HSP70 family belongs to ID-8 a class of proteins highly conserved throughout evolution and has an immunogenic activity

(22). Antibodies to specific recombinant antigens such Palbociclib as heat shock protein 70 (rHSP70) and kinesin K39 (rK39) have also been shown to be good markers to detect infection (23). Thus, this study will be useful to expand the panel of recombinant antigens for the development of more sensitive and specific serodiagnostic tests for this disease. All reagents used were of analytical grade. Distilled water was filtered and deionized using a Millipore water purification system. The sera used in this study were collected from domestic dogs from three Brazilian regions: Northeast, Southeast and Midwest. The serum samples were collected by venipuncture by veterinaries of three research centres: Centro de Pesquisa Aggeu Magalhães, Pernambuco; Instituto de Pesquisa Evandro Chagas, Rio de Janeiro and Centro Gonçalo Muniz, Bahia, between 2006 and 2008. The sera were stored at −70°C and transferred to our laboratory. The panel of 56 negative sera used for determining the cut-off came from the state of Rio de Janeiro. The multicentre panel of 119 negative sera used in the assay came from the Southeast (79), Midwest (26) and Northeast (14) regions of Brazil. The multicentre panel of 138 positive sera used in the challenge originated in the Southeast (38), Midwest (46) and Northeast (54) regions of Brazil. The panel of 86 negative sera for L.

17 Ofsthun et al. reported a similar analysis of 44 550 prevalent haemodialysis patients from the Fresenius Medical BGJ398 cost Care database.18 The relative risk of death for haemoglobin <90 g/L was 2.11 (P < 0.001) compared with a reference haemoglobin level of 110–120 g/L. The relative risk of death decreased to approximately 1.6 and

1.3 as haemoglobin increased to 90–100 g/L and 100–110 g/L, respectively. There was a 16% reduction in mortality for haemoglobin levels between 120 and 130 g/L (RR 0.84, P = 0.007). Fort et al. prospectively studied the effects of time-dependent haemoglobin and ESA dose on mortality in 2310 incident haemodialysis patients from Spain.19 Using a time-dependent multivariate Cox proportional hazard model, the adjusted HR for death was 1.36 (95% CI 1.01–1.86) for a haemoglobin level <100 g/L compared with a level of 111–120 g/L. In contrast, a haemoglobin

level of >130 g/L was associated with a survival benefit (HR 0.69, 95% CI 0.49–0.97). Analysis of the UK Renal Registry data reported similar outcomes with HRs for death for haemoglobin values <100 g/L and >110 g/L being 1.28 (P < 0.001) and 0.64 (P < 0.001), respectively, compared Selleckchem NVP-BEZ235 with a reference haemoglobin level of 100–110 g/L.20 The HRs decreased as achieved haemoglobin increased (Hb 110–120 g/L HR 0.63; Hb 120–130 g/L HR 0.47, and Hb >130 g/L HR 0.44). Zhang et al. conducted a retrospective study of 94 569 prevalent patients who were on haemodialysis in 2000 and 2001.21 The patients were divided into quartiles of ESA dose (1388–7905 U/week, 7905–13 377 U/week, 13 377–22 068 U/week and >22 068 U/week) and five categories of

haematocrit values (<30%, 30–33%, 33–36%, 36–39% and >39%).
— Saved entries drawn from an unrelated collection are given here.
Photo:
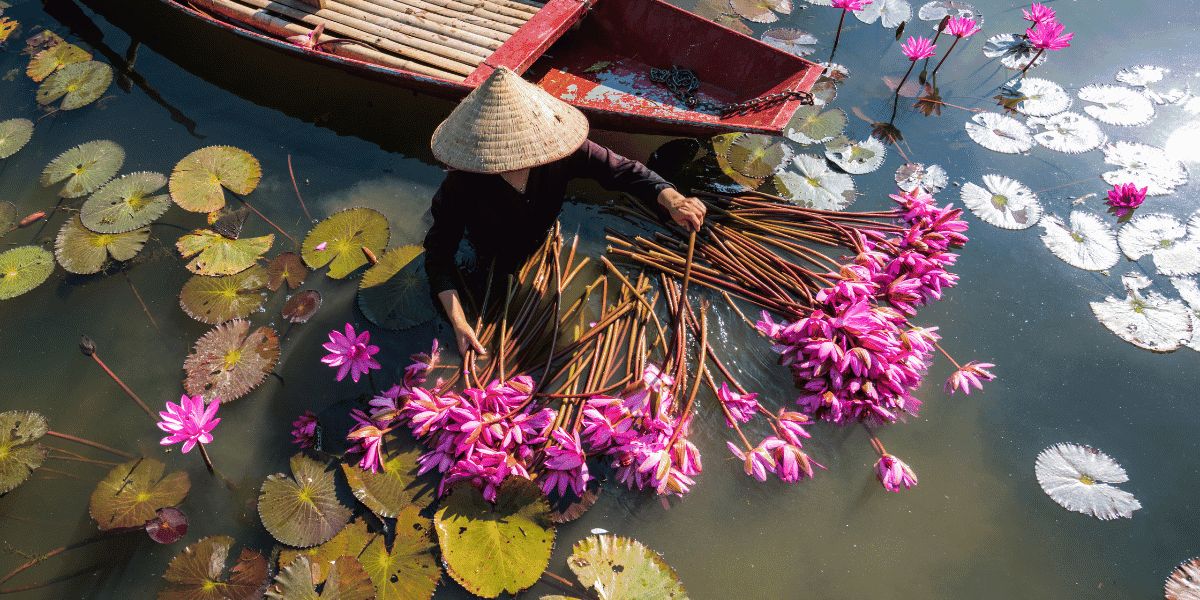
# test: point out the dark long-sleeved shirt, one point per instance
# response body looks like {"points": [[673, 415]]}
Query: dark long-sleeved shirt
{"points": [[502, 222]]}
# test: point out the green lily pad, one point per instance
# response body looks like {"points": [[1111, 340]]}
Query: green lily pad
{"points": [[395, 293], [198, 181], [351, 541], [618, 568], [395, 487], [126, 203], [55, 58], [131, 493], [496, 549], [83, 252], [408, 571], [201, 573], [217, 255], [23, 269], [15, 133], [231, 360], [84, 167], [215, 300], [345, 235], [287, 268], [303, 510], [347, 581], [21, 454]]}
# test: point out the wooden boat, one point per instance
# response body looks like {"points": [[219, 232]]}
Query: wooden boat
{"points": [[597, 54]]}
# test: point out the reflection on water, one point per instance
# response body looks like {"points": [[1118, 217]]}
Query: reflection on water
{"points": [[978, 525]]}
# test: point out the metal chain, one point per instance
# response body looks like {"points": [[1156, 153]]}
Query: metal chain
{"points": [[684, 84]]}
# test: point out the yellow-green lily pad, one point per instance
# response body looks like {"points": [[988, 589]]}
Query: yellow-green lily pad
{"points": [[23, 269], [84, 167], [339, 240], [83, 252], [198, 181], [216, 255], [126, 203]]}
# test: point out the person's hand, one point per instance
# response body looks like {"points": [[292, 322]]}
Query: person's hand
{"points": [[685, 211]]}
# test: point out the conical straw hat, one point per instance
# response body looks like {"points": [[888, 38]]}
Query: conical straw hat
{"points": [[508, 124]]}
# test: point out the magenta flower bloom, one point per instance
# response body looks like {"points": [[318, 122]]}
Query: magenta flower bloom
{"points": [[971, 375], [1123, 198], [918, 48], [894, 474], [304, 430], [1048, 35], [189, 421], [851, 5], [963, 27], [351, 353], [1038, 13]]}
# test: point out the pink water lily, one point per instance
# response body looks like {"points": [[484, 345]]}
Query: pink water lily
{"points": [[351, 353], [189, 423]]}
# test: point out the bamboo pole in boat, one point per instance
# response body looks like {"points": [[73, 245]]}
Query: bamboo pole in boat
{"points": [[365, 33], [454, 22], [473, 40], [282, 28]]}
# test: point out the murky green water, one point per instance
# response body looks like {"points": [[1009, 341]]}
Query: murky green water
{"points": [[978, 526]]}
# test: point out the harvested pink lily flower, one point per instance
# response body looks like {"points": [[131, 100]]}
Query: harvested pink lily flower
{"points": [[1038, 13], [970, 375], [304, 430], [1123, 198], [351, 353], [894, 474]]}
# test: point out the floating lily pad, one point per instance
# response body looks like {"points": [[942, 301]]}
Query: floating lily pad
{"points": [[496, 549], [132, 492], [811, 125], [217, 255], [408, 571], [215, 300], [759, 156], [198, 181], [1146, 319], [15, 133], [346, 581], [792, 41], [83, 252], [202, 573], [857, 157], [84, 167], [931, 178], [1078, 478], [351, 541], [342, 238], [813, 184], [126, 203], [1005, 203], [395, 293], [1116, 105], [1000, 133], [1068, 132], [891, 13], [23, 269], [303, 510], [21, 454], [388, 492], [54, 58], [231, 360], [1165, 239], [78, 84], [619, 568], [1086, 243], [287, 268], [1144, 166]]}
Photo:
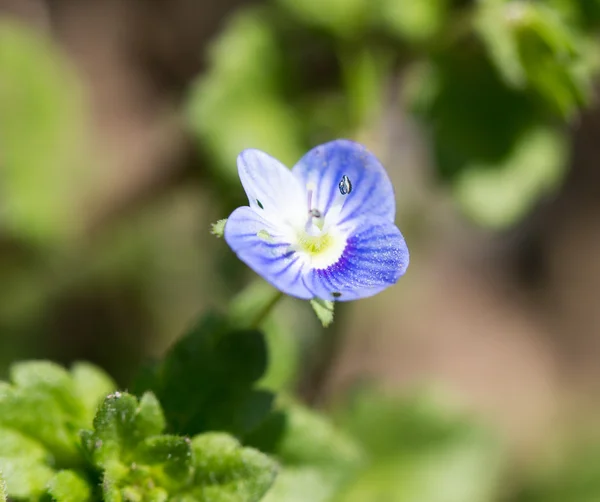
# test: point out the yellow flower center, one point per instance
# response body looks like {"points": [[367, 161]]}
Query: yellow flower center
{"points": [[315, 244]]}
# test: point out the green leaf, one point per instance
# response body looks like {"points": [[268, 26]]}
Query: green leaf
{"points": [[227, 472], [324, 310], [499, 195], [43, 405], [318, 460], [341, 17], [91, 385], [120, 425], [172, 453], [207, 380], [2, 488], [24, 465], [413, 21], [532, 46], [463, 92], [238, 103], [69, 486], [253, 305], [41, 112]]}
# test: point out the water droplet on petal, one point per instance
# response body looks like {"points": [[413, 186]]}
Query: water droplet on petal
{"points": [[345, 185]]}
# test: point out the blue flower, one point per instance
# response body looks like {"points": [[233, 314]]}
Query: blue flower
{"points": [[325, 229]]}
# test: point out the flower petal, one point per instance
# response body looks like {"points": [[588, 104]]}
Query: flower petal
{"points": [[324, 167], [375, 257], [271, 187], [264, 247]]}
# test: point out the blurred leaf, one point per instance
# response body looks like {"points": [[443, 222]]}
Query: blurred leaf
{"points": [[499, 195], [532, 45], [207, 380], [68, 486], [43, 405], [413, 21], [282, 344], [324, 310], [236, 104], [387, 425], [91, 386], [364, 74], [227, 472], [218, 228], [24, 465], [420, 451], [346, 18], [573, 476], [41, 126], [173, 454], [317, 459], [471, 114]]}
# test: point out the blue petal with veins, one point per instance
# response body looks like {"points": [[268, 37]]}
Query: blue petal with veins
{"points": [[324, 229]]}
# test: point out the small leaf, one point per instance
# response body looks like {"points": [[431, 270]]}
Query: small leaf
{"points": [[207, 379], [318, 460], [173, 453], [91, 385], [120, 425], [137, 462], [43, 405], [24, 465], [227, 471], [324, 310], [218, 228], [69, 486]]}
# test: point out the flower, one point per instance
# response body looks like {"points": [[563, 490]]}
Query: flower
{"points": [[324, 229]]}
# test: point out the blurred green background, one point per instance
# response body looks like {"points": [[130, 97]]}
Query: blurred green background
{"points": [[120, 123]]}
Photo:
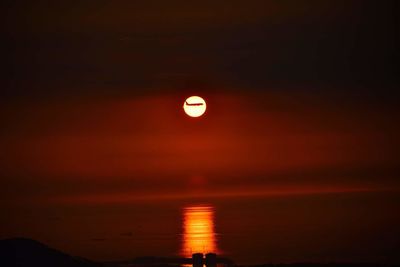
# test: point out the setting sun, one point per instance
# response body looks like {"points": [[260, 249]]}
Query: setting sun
{"points": [[194, 106]]}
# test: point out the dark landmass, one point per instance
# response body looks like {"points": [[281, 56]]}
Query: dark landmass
{"points": [[23, 252]]}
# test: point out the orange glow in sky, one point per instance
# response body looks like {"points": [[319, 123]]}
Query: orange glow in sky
{"points": [[198, 231]]}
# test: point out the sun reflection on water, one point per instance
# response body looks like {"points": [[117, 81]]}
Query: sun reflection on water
{"points": [[198, 231]]}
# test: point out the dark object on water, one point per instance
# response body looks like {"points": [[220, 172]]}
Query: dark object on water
{"points": [[211, 260]]}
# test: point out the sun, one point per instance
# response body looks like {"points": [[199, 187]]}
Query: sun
{"points": [[195, 106]]}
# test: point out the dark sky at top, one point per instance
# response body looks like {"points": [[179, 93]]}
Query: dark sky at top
{"points": [[141, 46]]}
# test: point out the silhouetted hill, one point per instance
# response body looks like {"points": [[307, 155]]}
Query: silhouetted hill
{"points": [[23, 252]]}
Mortality rates decreased as haematocrit values increased. Within each haematocrit category, mortality rates were lowest in the lowest quartile of ESA dose and highest in the highest quartile. A US Medicare study reported outcomes of 393 967 prevalent haemodialysis patients from 2002 to 2004.22 In a fully adjusted Cox proportional hazard model, mortality was higher at all haematocrit levels pheromone below 34.5% compared with the reference haematocrit level of 34.5% to 36%. The HR for death increased from 1.17 (95% CI 1.14–1.20) to 3.11 (95% CI 3.01–3.20) when haematocrit decreased from 33–34.5% to <27%. Similarly, mortality increased at all levels of haematocrit >39%. Mortality was comparable for haematocrit levels between 36% and 39%. When patients were grouped into five categories of erythropoietin dose (0 U/week, 0–6000 U/week, 6000–12 000 U/week, 12 000–18 000 U/week and >18 000 U/week), the HR for death progressively increased with increasing dose of erythropoietin for every level of haematocrit.